The Marshall Code series was launched last month at NAMM. The amps are based around modelling software that recreates classic Marshall tones. Marshall’s older MG series of digital amps are widely despised so it’s probably a smart move for Marshall to move forward with a new format in this area. The Code amps are not going to sound like a full-tube Marshall but they do sound pretty tasty for the price. The series includes a 100-watt head, a 4×12 cabinet, a 100-watt 2×12 combo amp, a 50-watt 1×12 combo and a 25-watt 1×10 combo.
Highly customisable digital amps
The Marshall Code amps are fully programmable. The preamp, power amp and speaker cabinet models have been developed in collaboration with Swedish audio company Softube to create Marshall-Softube modelling for classic and contemporary Marshall amp sounds. The amps have 14 preamps, 4 power amps and 8 speaker cabinets. The 24 available effects include: Compression, stompbox distortions, auto wah, pitch shifter, chorus, phaser, flanger, tremolo, delays with tap tempo and reverbs. The preamps are modelled after the following amps: JTM45 2245, 1962 Bluesbreaker, 1959SLP Plexi, JCM800 2203, JCM2555 Silver Jubilee, JCM2000 DSL100, JVM410H and more. The power amp voicings are EL34, 5881, EL84 and 6L6 MST, while the speaker cabinet models are 1960, 1960V, 1960AX, 1960HW, 1936, 1936V, 1912 and 1974X. The Code amps include 100 presets and all of these can be edited to create custom presets. The huge number of preamp, power amps and cabinet options mean that the Code amps can be used to create unique combinations on the fly that would not otherwise be possible.
The amps can connect via USB to use Code as a DAW interface to record, and to stream audio from a computer. Code can connect via Bluetooth to control the amp and to stream music on your iOS or Android device using the new Marshall Gateway app. MP3 players can also be connected to play along with tracks through the amp. The free Gateway app is fairly intuitive, allows quick changes to settings and deep editing of each preset. The app allows loops to be created or played back slowed down, and also editing in real time of the presets while playing back. Settings changed on the amp controls track in the app in real time, and vice versa. All amp functions can be altered on the amp itself, so the app is not a requirement.
The amps are understated and have a sleek design and appearance. The recessed knobs are a sensible design choice, and each amp has a digital display to help navigate the presets. Despite the digital origin of the amps, it seems Marshall have deliberately given the amps a traditional look. It’s a smart move, given guitarists’ general suspicion of anything that looks too newfangled or modern.

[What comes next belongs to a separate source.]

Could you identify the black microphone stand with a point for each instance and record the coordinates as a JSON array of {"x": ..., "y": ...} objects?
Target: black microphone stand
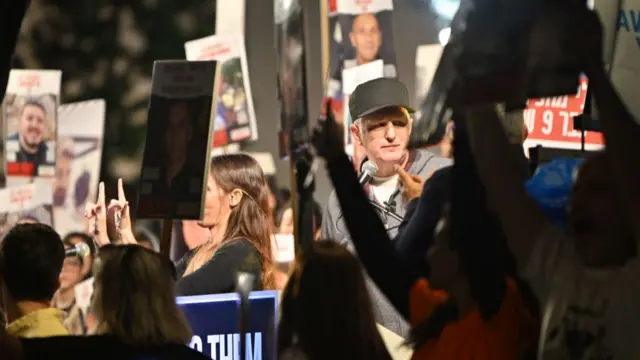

The Marshall Code amps truly excel at rock ‘n’ roll and metal lead sounds, and the built-in delay and other effects help create stage-ready sounds quickly. Sustain and feedback roll in naturally on held notes like a tube amp. Rock rhythm sounds also sound fairly respectable. The metal rhythm tones are passable but no one is going to mistake a Code amp in this regard for the roar of a real tube stack. The built-in noise gate is a handy feature in this area, and quickly tames any excess hum. The delay and reverb tones sound convincing. However the Code series does outstretch itself with some of the effects. The auto wah, phaser and tremolo effects do not sound authentic. It’s not surprising that an amp that is so ambitious and also affordable cannot hit all the marks it aims for. Nonetheless, the aforementioned effects are hardly the main focus of the amp. If you are just looking for chunky rock and metal tones on budget, you could do much worse than the Code series. The clean tones are tasty so the amps could be applicable for jazz, blues, country and other styles which require plenty of clean work.
It seems like Marshall has really got it right with the features, pricing and tone available from the Code modelling series. This will definitely be a major player in this area. The Code amps seem well suited to people who want to get a stage-ready solution on a budget. It would also appeal to people who want a range of options in the studio and garage guitarists who want an interesting and flexible set-up to tinker and experiment with.